Vertex (VRTX) -- Is it Worth The Price?
I get a lot of inquiries from subscribers to my ChangeWave Biotech Investor about Vertex (VRTX).
I am not fan of the stock, although I am a little more bullish about the company itself based on something not often factored into biotech stock buying -- valuation. This is one expensive stock. It was expensive when it traded past $45 a few months ago and even at $30 and change it sports a near $4 billion dollar market cap.
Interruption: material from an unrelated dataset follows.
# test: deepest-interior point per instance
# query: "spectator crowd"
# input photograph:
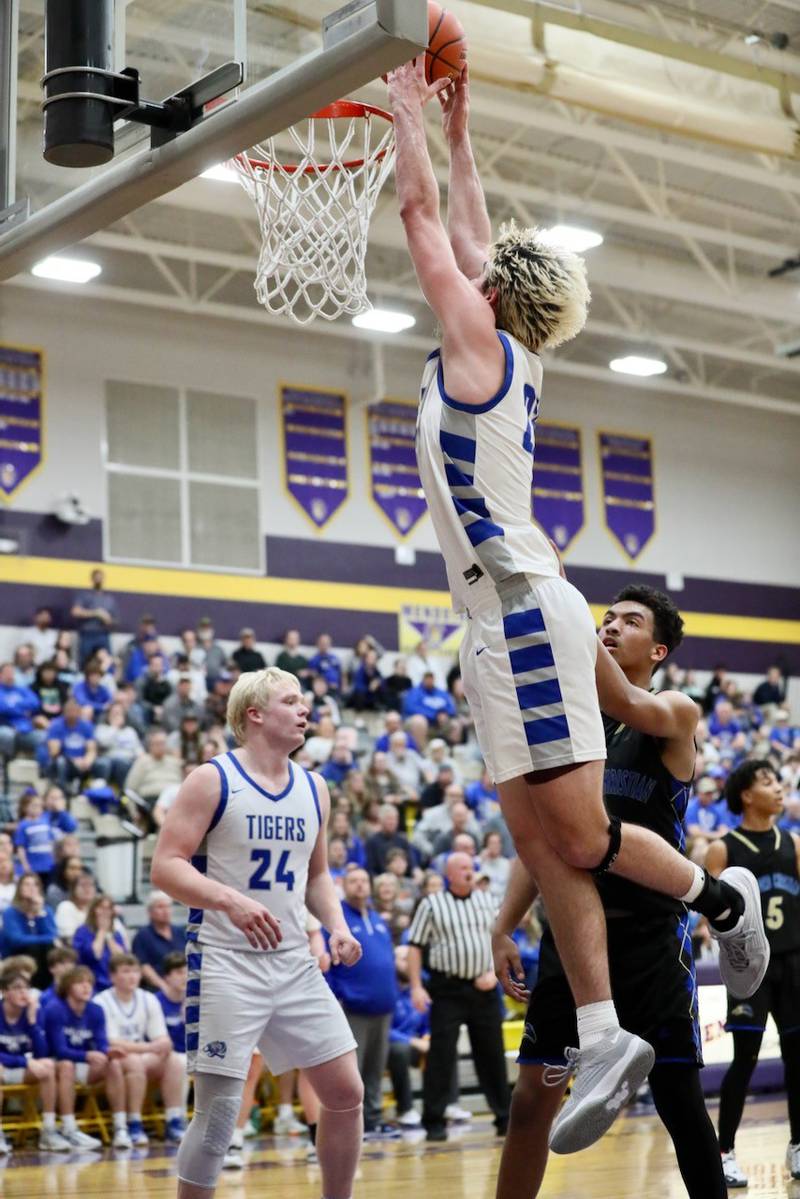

Yes, it has fast growing revenues and about 20 years worth of cash, but I have seen this before.
The stock price is currently being driven by optimism about its hepatitis C treatment, VX-950, now in mid-stage or phase II trials. The results were decidedly mixed. While a good number of patients responded well, 11% dropped out due to side effects -- and in this market, where there are several available treatments, that is a big deal.
And, remember, this drug in trial was given to patients in combination with two other drugs, pegylated interferon and ribavrin, so it is more expensive and less convenient to take than the existing standard of treatment. Not to mention competitors in this market are led by Roche, a big player in the viral market currently targeting Hep C with existing and new drugs in trial. Vertex is co-developing the drug with Tibotec of Ireland and retains North American marketing rights.
Does Phase II optimism (and a successful Phase III which might lead to a drug approval in 2010 at the earliest) justify a $4 billion market cap? No.
Will it get approved? Probably, but how much will be sold is the real question.
It will be a slow build at best and by the time it could be truly successful other treatments will be coming to market.
Is the company in any financial trouble? No. It has almost three quarters of a billion in the bank and many years of burn before it would need to go to the market again.
The bottom line is that the stock may be 33% off its highs, but stay away. Not all that glitters is really gold....




Comments (1)
Michael, CEGE is running two Phase III trials for GVAX in HRPC/AIPC...VITAL-1 for asymptomatic patients, in which it's GVAX monotherapy vs Taxotere monotherapy. VITAL-2 is for symptomatic patients, pitting GVAX+Taxotere vs Taxotere monotherapy. VITAL-1 will probably be fully enrolled sometime between mid-2007 and mid-2008.
CEGE has an SPA with the FDA for VITAL-1, but they were only able to negotiate superiority...so CEGE apparently has to beat Taxotere statistically significantly in overall survival. That's going to be awfully difficult, as the recent TAX327 subgroup data for asymptomatic patients presented at Feb 2007 ASCO Prostate showed 23.0 months median survival for Taxotere vs 19.8 months for control.
VITAL-1 is 80% powered for a 33% improvement in median survival over Taxotere. In other words, even if the GVAX arm achieves 30.7 months median survival vs 23.0 months for the Taxotere arm, there still is a 20% chance these results would not be stat sig. I give GVAX less than 10% chance of achieving success in this trial.